En réalité, l'océan, c'est ni plus ni moins que la planète Terre qui te gifle et te ramène à ta condition de petit pion faible et infime dans l'immensité de la grosse boule qui flotte dans l'infini noir et étoilé.   
Qu'à cela ne tienne, je ne vous conterai pas mes vagues exploits surfiques, car vous n'oseriez les croire. Ce qui nous importe ici, c'est le retour. Sur l'autoroute rapide et tueuse, sur la terrible highway to hell où l'homme a AC/décédé. Là où j'ai littéralement frôlé la mort.

La pluie, les projections, la monotonie d'un trajet plus droit qu'un i au garde-à-vous. La voie de gauche, la grande vitesse, le cerveau en semi-coma, juste assez éveillé pour survivre. 107.7, autoroute info, la voix imbuvable de France Gall. Suivre le cortège de phares rouges, clignoter, doubler, se rabattre, continuer pendant six heures et répéter la manœuvre jusqu'à bon port. Le bruit des pneus qui embrassent le macadam, la ligne droite toujours, les lignes blanches qui dansent, la voie de gauche encore. Et ces phares étonnamment jaunes au loin. Des phares jaunes ? En face ? Mais ne sont-ce pas des phares rouges que l'on voit depuis le début ? C'est marrant comme ils grossissent vite ces deux grands yeux jaunes. Ils viennent sur nous, on dirait, non ? Allez, il est temps de gueuler. 

"CONTRESENS !"

Le pilote de mon carrosse m'écoute sans réfléchir et balance un immense coup de volant vers la droite.

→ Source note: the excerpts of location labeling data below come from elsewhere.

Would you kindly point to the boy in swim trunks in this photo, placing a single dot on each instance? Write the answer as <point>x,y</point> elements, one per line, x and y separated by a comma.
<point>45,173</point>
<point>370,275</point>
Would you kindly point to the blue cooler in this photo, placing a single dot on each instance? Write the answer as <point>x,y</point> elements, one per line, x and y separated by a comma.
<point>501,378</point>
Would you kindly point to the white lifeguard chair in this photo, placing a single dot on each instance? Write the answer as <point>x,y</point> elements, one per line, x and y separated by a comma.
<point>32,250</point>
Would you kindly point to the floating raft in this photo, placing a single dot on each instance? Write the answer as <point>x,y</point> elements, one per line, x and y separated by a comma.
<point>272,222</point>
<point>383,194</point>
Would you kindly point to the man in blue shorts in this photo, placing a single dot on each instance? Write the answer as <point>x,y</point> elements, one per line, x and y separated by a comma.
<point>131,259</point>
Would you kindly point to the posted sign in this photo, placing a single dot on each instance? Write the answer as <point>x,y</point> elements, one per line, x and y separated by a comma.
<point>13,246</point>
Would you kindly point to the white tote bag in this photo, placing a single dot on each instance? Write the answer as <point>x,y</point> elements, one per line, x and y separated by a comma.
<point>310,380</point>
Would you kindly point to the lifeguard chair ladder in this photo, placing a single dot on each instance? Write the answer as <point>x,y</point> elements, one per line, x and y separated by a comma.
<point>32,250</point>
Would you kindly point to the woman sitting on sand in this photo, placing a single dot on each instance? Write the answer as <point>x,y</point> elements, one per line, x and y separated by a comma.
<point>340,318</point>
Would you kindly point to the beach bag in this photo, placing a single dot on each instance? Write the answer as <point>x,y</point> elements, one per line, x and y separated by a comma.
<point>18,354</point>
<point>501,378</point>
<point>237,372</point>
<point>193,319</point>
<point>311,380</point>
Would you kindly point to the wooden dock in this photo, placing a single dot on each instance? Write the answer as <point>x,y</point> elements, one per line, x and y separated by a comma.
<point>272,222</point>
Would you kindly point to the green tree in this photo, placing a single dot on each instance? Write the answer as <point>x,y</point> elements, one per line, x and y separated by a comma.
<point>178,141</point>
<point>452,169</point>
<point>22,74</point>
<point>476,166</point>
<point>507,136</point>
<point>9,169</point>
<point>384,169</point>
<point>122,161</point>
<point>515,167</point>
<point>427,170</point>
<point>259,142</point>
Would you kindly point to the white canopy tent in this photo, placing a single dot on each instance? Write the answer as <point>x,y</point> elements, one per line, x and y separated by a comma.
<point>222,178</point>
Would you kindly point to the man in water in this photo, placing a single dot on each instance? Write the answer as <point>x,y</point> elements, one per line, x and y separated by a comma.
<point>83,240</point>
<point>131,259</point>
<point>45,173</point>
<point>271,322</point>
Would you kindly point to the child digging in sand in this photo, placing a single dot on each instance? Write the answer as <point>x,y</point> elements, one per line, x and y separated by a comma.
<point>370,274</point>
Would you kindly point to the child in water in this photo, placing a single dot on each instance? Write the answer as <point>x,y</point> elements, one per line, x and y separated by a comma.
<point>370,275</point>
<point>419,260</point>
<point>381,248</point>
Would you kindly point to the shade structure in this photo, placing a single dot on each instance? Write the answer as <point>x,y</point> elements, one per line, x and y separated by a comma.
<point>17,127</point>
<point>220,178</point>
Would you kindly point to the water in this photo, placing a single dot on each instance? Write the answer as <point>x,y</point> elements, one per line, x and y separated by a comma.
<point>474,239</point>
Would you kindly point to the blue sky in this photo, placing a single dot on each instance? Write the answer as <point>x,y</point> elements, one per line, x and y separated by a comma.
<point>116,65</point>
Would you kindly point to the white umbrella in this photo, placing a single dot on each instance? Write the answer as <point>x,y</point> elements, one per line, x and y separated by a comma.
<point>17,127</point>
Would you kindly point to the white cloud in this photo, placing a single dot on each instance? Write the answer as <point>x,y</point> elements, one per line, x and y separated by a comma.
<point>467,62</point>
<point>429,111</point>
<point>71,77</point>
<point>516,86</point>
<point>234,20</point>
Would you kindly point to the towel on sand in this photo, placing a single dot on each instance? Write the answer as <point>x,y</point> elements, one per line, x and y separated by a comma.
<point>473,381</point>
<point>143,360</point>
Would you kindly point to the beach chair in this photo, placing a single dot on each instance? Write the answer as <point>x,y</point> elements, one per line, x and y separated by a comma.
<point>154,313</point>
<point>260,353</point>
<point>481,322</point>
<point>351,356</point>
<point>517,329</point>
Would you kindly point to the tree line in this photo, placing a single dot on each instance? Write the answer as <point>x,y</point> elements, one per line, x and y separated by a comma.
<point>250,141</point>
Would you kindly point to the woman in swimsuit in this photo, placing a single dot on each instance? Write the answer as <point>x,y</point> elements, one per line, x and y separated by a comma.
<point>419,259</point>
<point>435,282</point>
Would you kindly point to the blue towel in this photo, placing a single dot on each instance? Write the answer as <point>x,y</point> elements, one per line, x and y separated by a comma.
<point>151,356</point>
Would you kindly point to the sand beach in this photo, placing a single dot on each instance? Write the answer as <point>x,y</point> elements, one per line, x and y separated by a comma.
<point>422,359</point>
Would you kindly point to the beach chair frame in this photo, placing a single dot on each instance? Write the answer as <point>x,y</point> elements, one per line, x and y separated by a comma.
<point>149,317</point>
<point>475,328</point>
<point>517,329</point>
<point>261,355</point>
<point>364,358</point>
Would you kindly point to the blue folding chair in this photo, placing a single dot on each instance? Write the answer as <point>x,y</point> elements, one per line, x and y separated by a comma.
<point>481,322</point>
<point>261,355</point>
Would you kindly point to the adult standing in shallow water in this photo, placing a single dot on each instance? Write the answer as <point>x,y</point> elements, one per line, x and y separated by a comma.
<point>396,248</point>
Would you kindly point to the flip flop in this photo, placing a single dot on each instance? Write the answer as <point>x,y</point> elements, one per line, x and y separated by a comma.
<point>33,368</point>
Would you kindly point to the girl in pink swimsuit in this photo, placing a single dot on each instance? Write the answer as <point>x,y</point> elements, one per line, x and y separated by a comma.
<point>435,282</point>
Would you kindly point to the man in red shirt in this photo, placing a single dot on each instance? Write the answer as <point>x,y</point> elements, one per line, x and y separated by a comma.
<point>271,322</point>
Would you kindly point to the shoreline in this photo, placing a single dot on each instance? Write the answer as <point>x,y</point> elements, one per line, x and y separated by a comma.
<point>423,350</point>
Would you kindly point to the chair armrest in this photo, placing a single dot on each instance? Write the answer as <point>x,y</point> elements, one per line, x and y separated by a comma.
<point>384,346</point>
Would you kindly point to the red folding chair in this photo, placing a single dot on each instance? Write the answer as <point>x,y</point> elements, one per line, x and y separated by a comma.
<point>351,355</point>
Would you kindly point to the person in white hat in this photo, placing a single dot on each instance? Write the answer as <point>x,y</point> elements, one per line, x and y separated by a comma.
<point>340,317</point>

Grande vitesse face à grande vitesse, deux-cent mètres durent moins d'une seconde. Nous frôlons in extremis la voiture et la mort à 130km/h qui à contre-courant ne demandait qu'à nous exploser frontalement dans le capot. Pauvre fou distrait, tu voulais ta mort ou la nôtre ? Arrête-toi vite ducon, avant de tuer.* Je n'ai pas passé un week-end en Vendée pour finir en miettes sous ton inconscience. 

J'étais juste venu surfer.

Spot de surf de BudBud, à Longeville-sur-Mer 

*Après épluchage des faits divers aux alentours des Sables d'Olonne, il semblerait que le décérébré n'ait pas fait de victimes.